Skateboarders are targeted by the police | Opinion | Halifax, Nova Scotia | THE COAST

Skateboarders are targeted by the police

An academic study shows that there are far fewer head injuries from skateboarding than from other activities we take for granted.

When visiting other cities I'm both amazed and relieved the first time I am rolling down the street on my skateboard and see a police officer, as the officer hardly gives me a passing glance. But in Halifax I feel like I've robbed a bank if I make it to the store and back on my board with a carton of milk. This constant fear of police attention is universal for Halifax skateboarders. The skateboard is a simple object that can play a variety of roles in a person's life: a hobby, a free and active mode of transportation, a forgotten plaything of their past. But for countless others it is an object that determined the entire course of their lives. These are the people who may not have been cut out for organized sports for financial, social or physical reasons; the people who may have used it to escape a painful and abusive childhood; the people who sidestepped a future of crime or substance abuse by being introduced to a new group of people with a mutual positive interest.

Skateboarding allowed me to come out of my shell and finally make friends. It introduced me to an entire world of music and artwork, and it has taken me on trips to places I would've never seen otherwise. This simple object was the only thing that kept me going from the age of 18 on as I watched my mother fade away as a victim of Alzheimer's and my entire family self-destruct in the process.

Halifax has its share of problems, some organizational and some social. One of the most glaring problems in Halifax is violent crime. As a city we need to be doing everything we can to repair the relationship between young people and the police. The current legislation regarding skateboarding is creating a tremendous amount of very negative first encounters with police for the youth of Nova Scotia. These are the very people that need to be able to trust the police.
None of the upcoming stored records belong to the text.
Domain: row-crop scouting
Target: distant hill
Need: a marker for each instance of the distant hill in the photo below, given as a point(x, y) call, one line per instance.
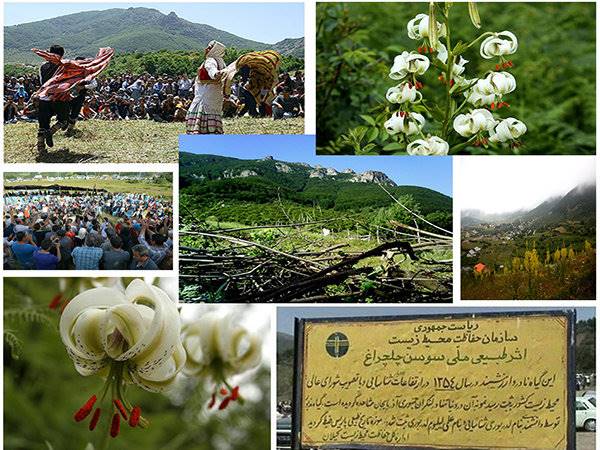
point(224, 177)
point(127, 30)
point(578, 204)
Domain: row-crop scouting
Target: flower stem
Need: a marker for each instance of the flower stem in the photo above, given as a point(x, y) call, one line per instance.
point(487, 33)
point(449, 67)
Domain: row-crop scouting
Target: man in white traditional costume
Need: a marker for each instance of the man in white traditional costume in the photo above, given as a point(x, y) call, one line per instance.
point(205, 113)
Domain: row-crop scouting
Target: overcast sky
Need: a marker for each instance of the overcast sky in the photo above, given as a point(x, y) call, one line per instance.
point(498, 184)
point(263, 22)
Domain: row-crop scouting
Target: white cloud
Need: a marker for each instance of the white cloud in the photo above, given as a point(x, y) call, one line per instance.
point(497, 184)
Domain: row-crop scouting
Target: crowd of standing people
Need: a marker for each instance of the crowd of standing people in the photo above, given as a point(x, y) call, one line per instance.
point(147, 97)
point(87, 230)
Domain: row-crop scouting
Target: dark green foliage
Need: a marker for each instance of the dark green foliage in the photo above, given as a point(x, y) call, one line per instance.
point(585, 341)
point(164, 62)
point(128, 30)
point(554, 69)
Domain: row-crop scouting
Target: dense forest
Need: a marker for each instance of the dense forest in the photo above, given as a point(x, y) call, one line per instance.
point(164, 62)
point(127, 30)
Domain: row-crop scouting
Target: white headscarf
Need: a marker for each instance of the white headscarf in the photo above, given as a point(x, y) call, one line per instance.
point(216, 51)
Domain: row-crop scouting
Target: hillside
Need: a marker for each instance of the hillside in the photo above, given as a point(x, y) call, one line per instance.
point(210, 177)
point(578, 204)
point(127, 30)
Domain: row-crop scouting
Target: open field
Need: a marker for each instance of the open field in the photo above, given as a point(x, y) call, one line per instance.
point(136, 141)
point(115, 186)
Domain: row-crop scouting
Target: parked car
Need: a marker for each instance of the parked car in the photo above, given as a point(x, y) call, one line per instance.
point(590, 396)
point(284, 433)
point(585, 414)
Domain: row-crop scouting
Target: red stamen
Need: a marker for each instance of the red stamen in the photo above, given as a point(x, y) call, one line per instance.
point(134, 419)
point(212, 401)
point(55, 301)
point(121, 408)
point(224, 403)
point(95, 419)
point(115, 425)
point(235, 393)
point(85, 410)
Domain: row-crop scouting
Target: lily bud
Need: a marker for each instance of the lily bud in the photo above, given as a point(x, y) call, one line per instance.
point(474, 14)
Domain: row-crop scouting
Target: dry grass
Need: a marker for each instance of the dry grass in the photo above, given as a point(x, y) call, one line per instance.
point(136, 141)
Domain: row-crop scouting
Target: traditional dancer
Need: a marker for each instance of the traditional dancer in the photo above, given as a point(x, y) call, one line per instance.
point(205, 113)
point(62, 81)
point(259, 76)
point(49, 108)
point(77, 103)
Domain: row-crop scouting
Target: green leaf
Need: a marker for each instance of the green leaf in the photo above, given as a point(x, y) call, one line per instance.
point(372, 134)
point(368, 119)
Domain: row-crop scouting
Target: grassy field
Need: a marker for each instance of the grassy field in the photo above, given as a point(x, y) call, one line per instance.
point(116, 186)
point(124, 141)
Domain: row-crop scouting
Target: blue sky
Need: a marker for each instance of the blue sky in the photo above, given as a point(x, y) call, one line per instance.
point(285, 316)
point(263, 22)
point(432, 172)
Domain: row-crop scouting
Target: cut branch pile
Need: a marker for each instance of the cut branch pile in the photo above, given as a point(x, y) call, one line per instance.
point(230, 265)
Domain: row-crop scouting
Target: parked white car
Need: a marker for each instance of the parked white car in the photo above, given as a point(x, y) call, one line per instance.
point(585, 414)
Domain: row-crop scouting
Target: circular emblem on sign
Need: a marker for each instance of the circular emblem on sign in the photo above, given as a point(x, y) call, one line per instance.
point(337, 345)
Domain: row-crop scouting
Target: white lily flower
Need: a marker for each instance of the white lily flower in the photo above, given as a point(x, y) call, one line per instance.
point(491, 88)
point(406, 63)
point(477, 97)
point(432, 146)
point(137, 330)
point(218, 348)
point(442, 52)
point(508, 130)
point(474, 122)
point(407, 123)
point(403, 93)
point(459, 67)
point(418, 28)
point(125, 336)
point(499, 44)
point(462, 82)
point(501, 82)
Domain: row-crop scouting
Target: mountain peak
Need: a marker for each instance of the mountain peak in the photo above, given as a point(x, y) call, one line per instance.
point(127, 30)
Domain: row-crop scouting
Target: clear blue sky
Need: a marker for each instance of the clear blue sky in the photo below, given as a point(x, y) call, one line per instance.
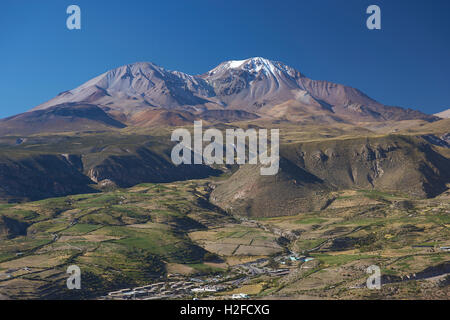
point(407, 63)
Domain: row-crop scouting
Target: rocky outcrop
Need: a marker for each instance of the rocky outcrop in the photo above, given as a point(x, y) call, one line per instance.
point(36, 177)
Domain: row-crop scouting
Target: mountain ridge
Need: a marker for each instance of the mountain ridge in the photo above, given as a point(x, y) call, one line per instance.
point(254, 85)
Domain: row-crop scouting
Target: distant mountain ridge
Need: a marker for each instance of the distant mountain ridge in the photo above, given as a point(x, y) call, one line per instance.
point(255, 85)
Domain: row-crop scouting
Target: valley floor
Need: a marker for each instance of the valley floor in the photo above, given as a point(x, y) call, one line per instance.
point(167, 241)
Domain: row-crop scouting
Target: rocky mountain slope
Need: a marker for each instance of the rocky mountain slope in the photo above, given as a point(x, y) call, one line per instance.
point(311, 172)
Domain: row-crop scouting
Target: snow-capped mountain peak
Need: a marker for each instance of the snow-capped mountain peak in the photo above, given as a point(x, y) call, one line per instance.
point(254, 65)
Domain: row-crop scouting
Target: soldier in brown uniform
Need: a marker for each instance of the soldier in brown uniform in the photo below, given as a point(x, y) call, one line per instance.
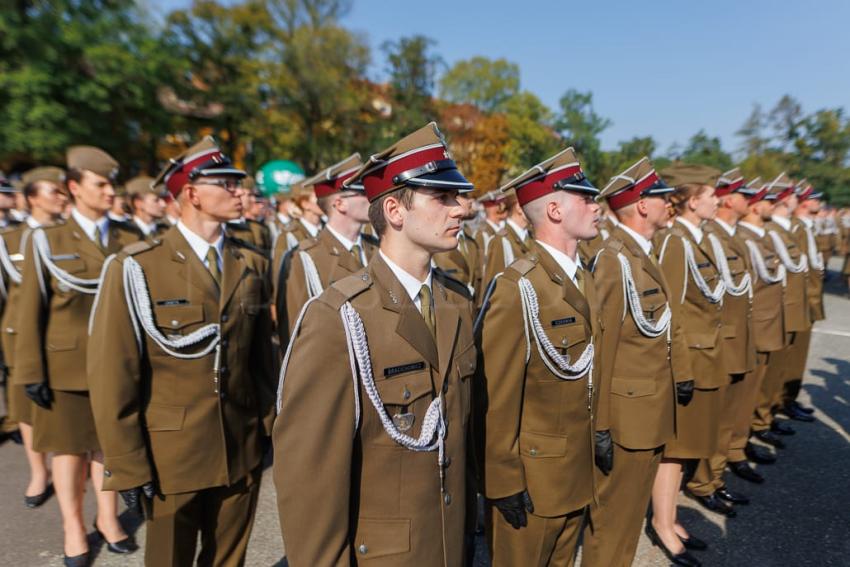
point(148, 203)
point(181, 373)
point(63, 270)
point(792, 251)
point(376, 385)
point(339, 250)
point(511, 242)
point(46, 201)
point(642, 355)
point(803, 226)
point(737, 356)
point(768, 288)
point(537, 351)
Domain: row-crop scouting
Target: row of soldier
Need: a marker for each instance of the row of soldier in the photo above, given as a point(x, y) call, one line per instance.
point(567, 365)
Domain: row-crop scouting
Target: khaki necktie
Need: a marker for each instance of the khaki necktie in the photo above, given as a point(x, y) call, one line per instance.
point(428, 310)
point(355, 251)
point(212, 264)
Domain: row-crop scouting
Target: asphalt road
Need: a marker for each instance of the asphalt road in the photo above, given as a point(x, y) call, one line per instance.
point(800, 516)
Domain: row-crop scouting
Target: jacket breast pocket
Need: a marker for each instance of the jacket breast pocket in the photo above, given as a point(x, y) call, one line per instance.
point(381, 538)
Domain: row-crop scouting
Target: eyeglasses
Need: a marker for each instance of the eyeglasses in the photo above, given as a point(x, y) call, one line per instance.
point(229, 185)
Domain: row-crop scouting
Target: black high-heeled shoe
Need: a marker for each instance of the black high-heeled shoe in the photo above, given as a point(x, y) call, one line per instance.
point(124, 546)
point(39, 499)
point(82, 560)
point(684, 558)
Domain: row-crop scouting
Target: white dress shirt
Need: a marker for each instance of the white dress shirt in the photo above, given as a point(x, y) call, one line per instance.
point(411, 284)
point(200, 246)
point(89, 226)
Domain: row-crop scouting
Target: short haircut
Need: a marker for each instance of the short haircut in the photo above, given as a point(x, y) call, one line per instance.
point(376, 208)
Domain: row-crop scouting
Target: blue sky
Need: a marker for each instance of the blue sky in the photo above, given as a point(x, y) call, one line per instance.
point(661, 67)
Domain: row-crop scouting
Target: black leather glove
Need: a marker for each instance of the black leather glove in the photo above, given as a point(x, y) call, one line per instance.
point(40, 394)
point(513, 508)
point(133, 497)
point(604, 451)
point(684, 392)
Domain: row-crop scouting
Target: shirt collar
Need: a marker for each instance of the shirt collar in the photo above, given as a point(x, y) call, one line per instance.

In the 2009 article in The Coast, "Skate free and/or die," we hear from Joan Massey, a supporter of Bill 86, which made helmets mandatory while riding skateboards, rollerblades and scooters, and fines violators through the Motor Vehicle Act. She mentions that the government was using the $570 million cost of all injuries in Nova Scotia to determine that these three sports needed a mandatory helmet law. The ratio of head injuries to un-helmeted participants of these sports is not stated.

One year before the MVA was stretched to include skateboard protective equipment, there was a study published by Dalhousie's Department of Emergency Medicine and EHS Nova Scotia Trauma, titled Comprehensive Report on Injuries in Nova Scotia, written by S. Ackroyd-Stolarz and J.M. Tallon. This study has a full list of head injuries in Nova Scotia from 1992-1999. In the 16-34 age group from 1992-1999 there were 421 head injuries caused by generic falls, 1013 from assault, and 655 from car accidents. Bikes were the cause of 34 head injuries in this seven-year period. Other transportation, which would include skateboards, was the cause of 25 head injuries.

This paper was available during the time that the bill for skateboard helmets was being debated. It's clear, however, that the law was not based on actual science, but rather on the misconceptions and bias of our legislators regarding the actual safety of different activities. The stats are clear: skateboarding is far safer than many activities that are more socially acceptable.

The skateboard helmet law has no justification. People have always used protective gear when riding terrain that warrants it. We skateboarders simply want to be treated like adults and trusted with our own safety when doing the thing we've done daily for the better part of our lives, the same way we can choose to enter a NSLC, a smoke shop or drive a car---all things that carry an exponentially higher risk than skateboarding.

I will continue to look toward the future and hope to see a time where the province of Nova Scotia and the city of Halifax take full advantage of their facilities and its population to help grow the community and advocate healthy living.


Nate Oliver is a front-end web developer and skateboarder from Halifax. His petition to amend/repeal the skateboarding helmet law is located at chn.ge/X42b2t.